To my knowledge, Firefox has only exposed its users to one such vulnerability, and only briefly, and only to malware on one specific website, rather than widespread attacks. Still, to my recollection, Opera, although it has had vulnerabilities, has patched these before they were used in malware attacks; the same for Chrome.
So, historically, if I had to guess, Opera or Chrome might get the award. To Microsoft's credit, they recognised the security problems with their browser and recent versions have been a lot more secure. Anybody interested in the original question could look at the data on browser vulnerabilities for recent versions and follow the evidence.
The evidence will tell you the answer- a purely logical process that tends to invoke irrational responses. Why?
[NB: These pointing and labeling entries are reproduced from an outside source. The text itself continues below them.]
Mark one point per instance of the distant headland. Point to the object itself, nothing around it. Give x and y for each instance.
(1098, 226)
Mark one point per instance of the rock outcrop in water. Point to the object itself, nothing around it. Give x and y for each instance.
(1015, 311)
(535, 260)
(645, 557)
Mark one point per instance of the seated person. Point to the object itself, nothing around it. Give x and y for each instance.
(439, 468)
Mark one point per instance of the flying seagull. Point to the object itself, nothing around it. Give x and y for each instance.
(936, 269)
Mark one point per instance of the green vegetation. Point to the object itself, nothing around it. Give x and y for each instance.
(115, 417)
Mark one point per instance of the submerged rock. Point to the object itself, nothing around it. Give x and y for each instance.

The first illogical response is the common statement that Internet Explorer is used by more people and therefore a bigger target and therefore more looked at for vulnerabilities. This excuse ignores the evidence that Internet Explorer is more open to exploit because it has features that other browsers don't have that have their own security weaknesses, such as ActiveX, and because it is more integrated into the Microsoft operating system. It also ignores the evidence that hackers find Internet Explorer easier to hack.
The second illogical response is usually an attack on Firefox, usually along the lines of "Firefox sucks" or similar. Should Firefox users then point out the evidence, they are then often labelled as "fanboys", despite the juvenile nature of their own emotional response- an unsophisticated form of ad-hominem attack known as "projection".
Back to the question- why? And why is it Firefox that is resented by Internet Explorer users? I think the answer is political. The people who resist the evidence that Internet Explorer is not as secure as other browsers often subscribe to a loud-mouthed extreme right wing ideology. Take for example this post to a thread on browser security:
Anything has to be better than FF. (Roll Eyes)With the signature:
"If you want to make a Conservative angry, tell him a lie. If you want to make a Liberal angry, tell him the truth." - Rush LimbaughNow you could say I'm stretching one comment to make a point.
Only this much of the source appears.